Once a framework has been established to prioritize sustainable investments in soil heath by national governments and the private sector, and once research has identified the best innovations to address nutrient depletion and emerging climate change-related issues, such as drought, dry spells, and flooding, to sustainably improve soil health, then comes the farmer-led implementation perspective: How do we ensure that these technological innovations are accessible and affordable at the right time and the right place for farmers? And how do we ensure sustainable adoption of these technologies by small-scale farmers?

Crop response

A smarter approach is needed to sustainably increase the use of appropriate fertilizers in Africa. The production frontiers can be pushed outward by addressing secondary and micronutrient deficiencies, with yield increments ranging between 1.1-1.6t/ ha. To effectively increase the use of appropriate nutrients by smallholder farmers, not only must farmers be given an incentive (through remunerative output markets) and capacity (access to knowledge and finance) to use fertilizer, supply-side inefficiencies leading to high transaction costs, low quality, and high farm-gate prices must be addressed.

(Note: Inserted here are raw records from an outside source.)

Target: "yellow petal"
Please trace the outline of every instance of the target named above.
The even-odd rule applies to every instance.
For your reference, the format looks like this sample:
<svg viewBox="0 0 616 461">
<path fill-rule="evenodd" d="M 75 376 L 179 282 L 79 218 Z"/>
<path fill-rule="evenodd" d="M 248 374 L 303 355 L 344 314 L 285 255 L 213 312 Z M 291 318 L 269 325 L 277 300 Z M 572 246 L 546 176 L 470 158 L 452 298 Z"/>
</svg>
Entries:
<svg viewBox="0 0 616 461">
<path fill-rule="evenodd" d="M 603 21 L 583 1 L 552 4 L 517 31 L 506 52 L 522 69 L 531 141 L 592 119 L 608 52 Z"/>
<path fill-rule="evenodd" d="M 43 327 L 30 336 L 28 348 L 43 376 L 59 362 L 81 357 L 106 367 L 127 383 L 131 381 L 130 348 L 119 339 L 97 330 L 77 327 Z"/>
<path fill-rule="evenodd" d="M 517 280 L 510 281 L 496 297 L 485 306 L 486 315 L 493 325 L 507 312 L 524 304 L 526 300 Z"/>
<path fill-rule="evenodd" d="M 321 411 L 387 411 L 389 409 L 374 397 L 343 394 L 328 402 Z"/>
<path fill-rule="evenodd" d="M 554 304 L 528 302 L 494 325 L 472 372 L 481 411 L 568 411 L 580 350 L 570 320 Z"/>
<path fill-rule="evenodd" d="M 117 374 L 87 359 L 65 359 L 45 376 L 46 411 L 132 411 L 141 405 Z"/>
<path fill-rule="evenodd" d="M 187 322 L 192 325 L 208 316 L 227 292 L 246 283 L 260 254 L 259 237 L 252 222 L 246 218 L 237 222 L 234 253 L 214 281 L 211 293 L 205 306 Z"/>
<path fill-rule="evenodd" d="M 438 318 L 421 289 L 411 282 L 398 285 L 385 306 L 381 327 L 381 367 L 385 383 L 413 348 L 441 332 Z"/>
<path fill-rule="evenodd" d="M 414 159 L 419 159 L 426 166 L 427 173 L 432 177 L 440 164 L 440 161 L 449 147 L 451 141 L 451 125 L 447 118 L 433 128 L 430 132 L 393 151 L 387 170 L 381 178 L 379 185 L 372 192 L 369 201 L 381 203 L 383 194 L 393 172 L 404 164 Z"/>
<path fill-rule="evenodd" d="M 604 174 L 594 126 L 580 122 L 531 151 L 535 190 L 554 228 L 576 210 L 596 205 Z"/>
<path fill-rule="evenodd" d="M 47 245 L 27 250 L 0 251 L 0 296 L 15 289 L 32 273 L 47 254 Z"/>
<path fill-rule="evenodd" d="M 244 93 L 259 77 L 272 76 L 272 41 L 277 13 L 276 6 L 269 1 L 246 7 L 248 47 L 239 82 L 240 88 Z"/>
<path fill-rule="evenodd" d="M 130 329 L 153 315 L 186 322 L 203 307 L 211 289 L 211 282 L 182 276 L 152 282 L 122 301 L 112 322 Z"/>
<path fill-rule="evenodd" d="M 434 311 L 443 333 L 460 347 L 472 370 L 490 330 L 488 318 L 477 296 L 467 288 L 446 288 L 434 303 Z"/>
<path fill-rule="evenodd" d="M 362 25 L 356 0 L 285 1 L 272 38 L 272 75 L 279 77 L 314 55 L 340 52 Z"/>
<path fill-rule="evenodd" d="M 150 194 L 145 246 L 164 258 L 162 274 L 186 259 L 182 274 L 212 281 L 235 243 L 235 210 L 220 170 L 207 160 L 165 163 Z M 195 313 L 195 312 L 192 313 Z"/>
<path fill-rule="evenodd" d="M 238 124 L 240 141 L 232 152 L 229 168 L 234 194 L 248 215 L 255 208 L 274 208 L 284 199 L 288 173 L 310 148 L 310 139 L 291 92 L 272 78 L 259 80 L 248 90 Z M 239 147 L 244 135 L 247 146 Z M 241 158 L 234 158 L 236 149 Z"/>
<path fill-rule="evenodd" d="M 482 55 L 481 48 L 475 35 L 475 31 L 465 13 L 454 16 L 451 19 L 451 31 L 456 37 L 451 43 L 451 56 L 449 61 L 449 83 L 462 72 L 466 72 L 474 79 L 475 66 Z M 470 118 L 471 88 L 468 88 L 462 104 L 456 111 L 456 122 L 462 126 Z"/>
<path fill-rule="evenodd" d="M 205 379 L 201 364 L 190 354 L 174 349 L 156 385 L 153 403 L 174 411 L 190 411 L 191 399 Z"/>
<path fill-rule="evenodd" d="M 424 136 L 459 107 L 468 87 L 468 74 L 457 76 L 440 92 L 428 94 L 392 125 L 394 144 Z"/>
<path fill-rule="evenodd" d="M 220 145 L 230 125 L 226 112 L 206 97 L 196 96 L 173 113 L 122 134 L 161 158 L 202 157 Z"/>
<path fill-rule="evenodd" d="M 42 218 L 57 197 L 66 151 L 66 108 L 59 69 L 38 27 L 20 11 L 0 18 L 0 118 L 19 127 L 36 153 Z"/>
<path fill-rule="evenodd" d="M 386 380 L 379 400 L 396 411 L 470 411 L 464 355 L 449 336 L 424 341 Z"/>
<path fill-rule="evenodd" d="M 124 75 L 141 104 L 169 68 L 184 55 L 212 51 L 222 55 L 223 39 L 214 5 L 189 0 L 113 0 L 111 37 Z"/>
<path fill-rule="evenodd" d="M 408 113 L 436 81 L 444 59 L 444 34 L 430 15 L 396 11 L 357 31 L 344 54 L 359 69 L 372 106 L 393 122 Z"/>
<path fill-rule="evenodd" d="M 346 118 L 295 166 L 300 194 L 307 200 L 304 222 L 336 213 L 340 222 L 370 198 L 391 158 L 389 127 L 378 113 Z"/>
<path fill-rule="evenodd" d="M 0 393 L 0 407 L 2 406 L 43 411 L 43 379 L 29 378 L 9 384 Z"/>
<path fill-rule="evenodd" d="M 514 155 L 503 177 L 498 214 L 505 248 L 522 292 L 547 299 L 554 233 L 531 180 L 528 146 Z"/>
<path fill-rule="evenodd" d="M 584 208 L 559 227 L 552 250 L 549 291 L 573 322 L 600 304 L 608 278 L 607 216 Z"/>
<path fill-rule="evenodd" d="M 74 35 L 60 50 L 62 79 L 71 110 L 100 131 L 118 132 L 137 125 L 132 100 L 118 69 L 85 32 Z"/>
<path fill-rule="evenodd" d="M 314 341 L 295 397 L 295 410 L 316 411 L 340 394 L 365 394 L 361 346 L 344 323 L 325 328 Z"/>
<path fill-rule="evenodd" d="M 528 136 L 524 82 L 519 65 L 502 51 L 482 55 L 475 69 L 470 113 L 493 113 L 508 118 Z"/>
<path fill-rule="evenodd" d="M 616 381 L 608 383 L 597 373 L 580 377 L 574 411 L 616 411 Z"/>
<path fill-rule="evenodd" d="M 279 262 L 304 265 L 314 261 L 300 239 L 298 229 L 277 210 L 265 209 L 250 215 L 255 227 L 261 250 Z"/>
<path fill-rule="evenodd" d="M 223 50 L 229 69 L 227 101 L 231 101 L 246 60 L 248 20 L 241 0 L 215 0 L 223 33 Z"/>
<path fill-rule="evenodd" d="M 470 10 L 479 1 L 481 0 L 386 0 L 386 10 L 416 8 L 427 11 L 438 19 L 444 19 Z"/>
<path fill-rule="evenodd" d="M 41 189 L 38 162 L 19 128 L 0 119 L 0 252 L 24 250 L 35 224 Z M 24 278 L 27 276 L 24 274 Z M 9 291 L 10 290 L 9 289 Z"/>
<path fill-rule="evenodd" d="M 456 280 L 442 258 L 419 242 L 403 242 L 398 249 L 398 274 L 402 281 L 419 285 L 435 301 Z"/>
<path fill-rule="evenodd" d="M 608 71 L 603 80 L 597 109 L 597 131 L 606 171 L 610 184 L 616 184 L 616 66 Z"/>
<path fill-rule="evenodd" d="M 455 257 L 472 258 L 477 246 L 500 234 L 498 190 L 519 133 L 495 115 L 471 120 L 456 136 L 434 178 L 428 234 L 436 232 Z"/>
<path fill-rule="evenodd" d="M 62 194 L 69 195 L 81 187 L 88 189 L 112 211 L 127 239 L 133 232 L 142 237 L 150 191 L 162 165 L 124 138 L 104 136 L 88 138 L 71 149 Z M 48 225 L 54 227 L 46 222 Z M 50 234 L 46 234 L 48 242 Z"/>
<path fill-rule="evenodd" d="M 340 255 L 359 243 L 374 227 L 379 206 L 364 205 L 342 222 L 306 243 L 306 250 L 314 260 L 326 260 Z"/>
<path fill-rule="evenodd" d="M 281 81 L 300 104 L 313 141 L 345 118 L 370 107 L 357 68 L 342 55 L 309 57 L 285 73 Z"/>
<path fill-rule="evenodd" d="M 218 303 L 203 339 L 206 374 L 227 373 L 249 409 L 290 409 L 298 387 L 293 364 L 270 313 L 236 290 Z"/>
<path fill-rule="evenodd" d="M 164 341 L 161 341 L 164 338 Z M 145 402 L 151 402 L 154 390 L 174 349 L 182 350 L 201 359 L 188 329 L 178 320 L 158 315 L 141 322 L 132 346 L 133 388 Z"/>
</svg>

Scientists and policymakers must work with farmers to ensure that fertilizers are not only crop- and site-specific and address primary, secondary, and micronutrient deficiencies that limit soil health and crop response, but also take into consideration socio-economic conditions and cost-effective locally available resources.

Inefficiencies in the fertilizer supply chain must be addressed to minimize transaction costs and reduce the farm-gate price of fertilizers. This can be done through investments in smart financing, as well as port, warehousing, and distribution infrastructure. The public sector must play its role in the provision of public goods and advisory services to ensure that the fertilizer that reaches farmers is of good quality and used professionally. The fertilizer market is capital- and logistics-intensive; therefore, quality can deteriorate between the time of its import and its availability in agro-dealer shops. Having the right legislative, regulatory mechanisms, and public advisory service provision in place, coupled with effective quality control enforcement, is crucial to sustainably transforming Africa’s soil heath.